According to preliminary data released by the National Statistical Service (NSS), Gross Domestic Product (GDP) increased by 2.4 percent year on year in January after shrinking by 14.4 percent in 2009.
The reported growth was twice faster than the one forecast by the Armenian government for 2010. A senior official from the International Monetary Fund (IMF) said last week that the full-year growth rate may well reach 2 percent.
The NSS data show that a 6.5 percent rise in industrial output was the main driving force behind the unfolding recovery. That seems to have primarily resulted from rallying international prices of copper and other non-ferrous metals, Armenia’s main export item. Armenian exports jumped by 57.5 percent to almost $54 million in January.
Armenia’s macroeconomic performance was also positively affected by a 3 percent growth in agriculture reported by the NSS. By contrast, the construction sector, which has born the brunt of the recession, contracted by about 11 percent during the same period.
Trade and Economic Development Minister Nerses Yeritsian portrayed the latest macroeconomic data as a clear indication that the economic crisis in the country is over. “And I want to assure you that we have come of out that crisis well,” he told journalists.
But Hrant Bagratian, an economist and former prime minister affiliated with the opposition Armenian National Congress, brushed aside the claim, alleging that the NSS figures are a fraud. “The main reason for the January growth is that the situation was really bad in January last year,” he said at the same time.
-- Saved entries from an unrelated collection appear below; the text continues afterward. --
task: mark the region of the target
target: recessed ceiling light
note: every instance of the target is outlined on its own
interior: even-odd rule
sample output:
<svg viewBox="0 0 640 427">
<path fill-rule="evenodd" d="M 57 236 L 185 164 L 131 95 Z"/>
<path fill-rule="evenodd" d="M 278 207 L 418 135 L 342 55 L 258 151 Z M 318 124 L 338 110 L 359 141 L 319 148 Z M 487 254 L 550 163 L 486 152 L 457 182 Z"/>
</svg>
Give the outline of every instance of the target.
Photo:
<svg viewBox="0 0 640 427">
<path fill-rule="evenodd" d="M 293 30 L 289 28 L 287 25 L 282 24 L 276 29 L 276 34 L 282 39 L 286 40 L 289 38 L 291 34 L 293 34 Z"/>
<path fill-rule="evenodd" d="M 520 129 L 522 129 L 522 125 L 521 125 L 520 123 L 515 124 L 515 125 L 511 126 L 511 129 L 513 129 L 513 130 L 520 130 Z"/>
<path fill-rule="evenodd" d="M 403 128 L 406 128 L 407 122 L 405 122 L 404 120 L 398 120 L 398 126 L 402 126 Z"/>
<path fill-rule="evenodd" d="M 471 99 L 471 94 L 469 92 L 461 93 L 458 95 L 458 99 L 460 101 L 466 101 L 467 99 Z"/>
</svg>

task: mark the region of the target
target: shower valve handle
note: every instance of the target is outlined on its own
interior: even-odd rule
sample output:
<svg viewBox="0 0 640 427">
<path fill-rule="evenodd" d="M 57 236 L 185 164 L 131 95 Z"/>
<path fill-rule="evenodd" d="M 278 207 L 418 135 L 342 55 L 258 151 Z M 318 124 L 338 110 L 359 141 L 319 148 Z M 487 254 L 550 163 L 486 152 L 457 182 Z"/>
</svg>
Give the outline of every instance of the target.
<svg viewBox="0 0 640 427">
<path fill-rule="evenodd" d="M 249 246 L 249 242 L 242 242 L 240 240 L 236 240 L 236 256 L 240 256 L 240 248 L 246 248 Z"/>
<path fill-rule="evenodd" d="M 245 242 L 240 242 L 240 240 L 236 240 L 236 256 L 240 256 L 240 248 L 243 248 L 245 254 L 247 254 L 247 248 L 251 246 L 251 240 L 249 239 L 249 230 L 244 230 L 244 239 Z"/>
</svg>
“Does having the worst indicators in the Commonwealth of Independent States mean coming out of the crisis well?” Bagratian told RFE/RL. “These guys must simply be put on trial.”
In Yeritsian words, the recovery is facilitated by what he described as substantial capital investments that have been made in public infrastructures in the last two years. “They could not have failed to have an impact on the diversification of the economy and this growth figure,” he said.
Yeritsian also insisted that financial assistance provided by the government to the crisis-hit construction industry has not been a waste of money. “The government measures against the construction decline have been limited,” he said. “The government has never even tried to fully make up for the construction decline.”
Finance Minister Tigran Davtian likewise asserted in late December that Armenia is emerging from the recession with minimal losses. Davtian downplayed the sharp GDP drop which has increased unemployment and poverty in the country.
According to World Bank estimates, the number of Armenians living below the official poverty line rose by 90,000 to make up 28.4 percent of the population in the first half of 2009.